Thanks for the Help really helpful!! My shoe size is some what between 40-41 as I wear 7 or 7.5 (for boots its 41/ US 8), so I think its Small. But I can see the medium boots can fit 41's. Only weight can change lol  (I think as I am 21)


----------



## poutanen (Dec 22, 2011)

Yeah I wear a US size 8 boot (shoes are 8.5 or 9) and the waist width on my board is about identical to the waist on the 151 cm board you're looking at. I wouldn't want it any thinner than that. Sounds to me like a 151 would be the right fit...

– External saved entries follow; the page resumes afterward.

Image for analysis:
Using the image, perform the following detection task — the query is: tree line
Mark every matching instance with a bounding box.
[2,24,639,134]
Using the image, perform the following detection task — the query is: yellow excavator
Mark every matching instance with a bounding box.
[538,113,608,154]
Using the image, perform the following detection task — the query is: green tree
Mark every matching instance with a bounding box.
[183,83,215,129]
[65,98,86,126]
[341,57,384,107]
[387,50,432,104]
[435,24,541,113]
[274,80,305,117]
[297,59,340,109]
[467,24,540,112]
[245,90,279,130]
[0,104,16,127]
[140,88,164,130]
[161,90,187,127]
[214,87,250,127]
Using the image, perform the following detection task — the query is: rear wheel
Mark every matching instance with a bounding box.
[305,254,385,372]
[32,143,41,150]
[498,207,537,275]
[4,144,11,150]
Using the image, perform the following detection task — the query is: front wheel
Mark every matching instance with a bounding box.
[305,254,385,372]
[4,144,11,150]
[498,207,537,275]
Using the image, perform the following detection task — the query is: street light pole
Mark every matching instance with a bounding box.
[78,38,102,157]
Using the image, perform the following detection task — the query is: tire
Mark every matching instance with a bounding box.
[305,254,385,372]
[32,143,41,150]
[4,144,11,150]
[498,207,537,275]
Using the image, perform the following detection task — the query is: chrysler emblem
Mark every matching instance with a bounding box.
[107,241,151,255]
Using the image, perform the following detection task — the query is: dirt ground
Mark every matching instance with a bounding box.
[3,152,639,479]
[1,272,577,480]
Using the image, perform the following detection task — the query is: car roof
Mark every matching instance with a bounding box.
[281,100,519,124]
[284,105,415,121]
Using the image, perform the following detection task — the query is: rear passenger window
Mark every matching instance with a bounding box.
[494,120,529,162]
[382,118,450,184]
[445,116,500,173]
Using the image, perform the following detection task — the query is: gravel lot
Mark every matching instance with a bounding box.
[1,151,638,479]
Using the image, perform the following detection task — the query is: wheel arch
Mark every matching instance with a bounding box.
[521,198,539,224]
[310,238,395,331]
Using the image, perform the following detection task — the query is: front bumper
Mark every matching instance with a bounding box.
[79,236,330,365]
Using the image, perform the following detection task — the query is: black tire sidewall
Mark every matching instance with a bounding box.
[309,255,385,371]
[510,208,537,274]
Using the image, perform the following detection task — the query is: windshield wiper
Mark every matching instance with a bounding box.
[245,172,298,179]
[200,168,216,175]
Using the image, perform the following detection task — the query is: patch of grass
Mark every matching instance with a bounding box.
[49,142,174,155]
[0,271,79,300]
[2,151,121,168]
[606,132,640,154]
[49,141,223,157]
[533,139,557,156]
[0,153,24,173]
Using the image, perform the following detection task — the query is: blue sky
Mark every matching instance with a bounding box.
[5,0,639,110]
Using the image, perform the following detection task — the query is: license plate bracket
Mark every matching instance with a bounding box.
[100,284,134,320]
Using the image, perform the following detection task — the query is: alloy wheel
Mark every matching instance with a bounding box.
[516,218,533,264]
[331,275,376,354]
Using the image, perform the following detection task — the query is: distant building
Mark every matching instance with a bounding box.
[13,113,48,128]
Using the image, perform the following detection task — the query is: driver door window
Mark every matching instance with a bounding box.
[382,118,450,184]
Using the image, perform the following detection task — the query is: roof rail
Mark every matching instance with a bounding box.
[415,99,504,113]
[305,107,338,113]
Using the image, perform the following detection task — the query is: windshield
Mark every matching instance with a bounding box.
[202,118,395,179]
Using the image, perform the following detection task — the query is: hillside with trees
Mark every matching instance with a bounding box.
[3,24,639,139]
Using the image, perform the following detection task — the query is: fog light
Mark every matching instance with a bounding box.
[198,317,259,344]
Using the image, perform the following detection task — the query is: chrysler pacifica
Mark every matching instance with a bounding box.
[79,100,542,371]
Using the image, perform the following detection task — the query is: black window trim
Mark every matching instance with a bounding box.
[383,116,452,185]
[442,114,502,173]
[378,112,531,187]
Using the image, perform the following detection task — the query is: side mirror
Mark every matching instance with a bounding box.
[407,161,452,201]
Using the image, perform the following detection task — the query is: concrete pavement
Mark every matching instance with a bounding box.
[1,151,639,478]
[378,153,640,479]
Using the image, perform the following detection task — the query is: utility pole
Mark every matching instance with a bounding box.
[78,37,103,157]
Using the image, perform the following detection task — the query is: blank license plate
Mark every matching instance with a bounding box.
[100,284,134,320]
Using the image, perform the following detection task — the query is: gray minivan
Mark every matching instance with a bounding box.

Does burton have any demo days coming up at your local hill? They just did one last saturday at Lake Louise and my girlfriend tried a few different boards. She's in her second full season now and she said it was great to try different camber/rocker profiles, different bindings, etc. If you can meet up with one of them it's be a great way to try before you buy.


----------



## Russu (Jan 29, 2012)

I think the 151 would fit and medium/boots and bindings. Unfortunately I am based in Europe and the only place where I can go snowboarding is Switzerland/France (near Geneva). But will do my best to go and try the board before buying it. Thanks very much for the all the help it was really helpful.


----------



## poutanen (Dec 22, 2011)

No problem... 

Looks like there are some demo days coming up in Italy, Switzerland and France:

Sites-Burton_US-Site


----------



## Russu (Jan 29, 2012)

Great; if I have some time to travel I will go to one of them for sure!


----------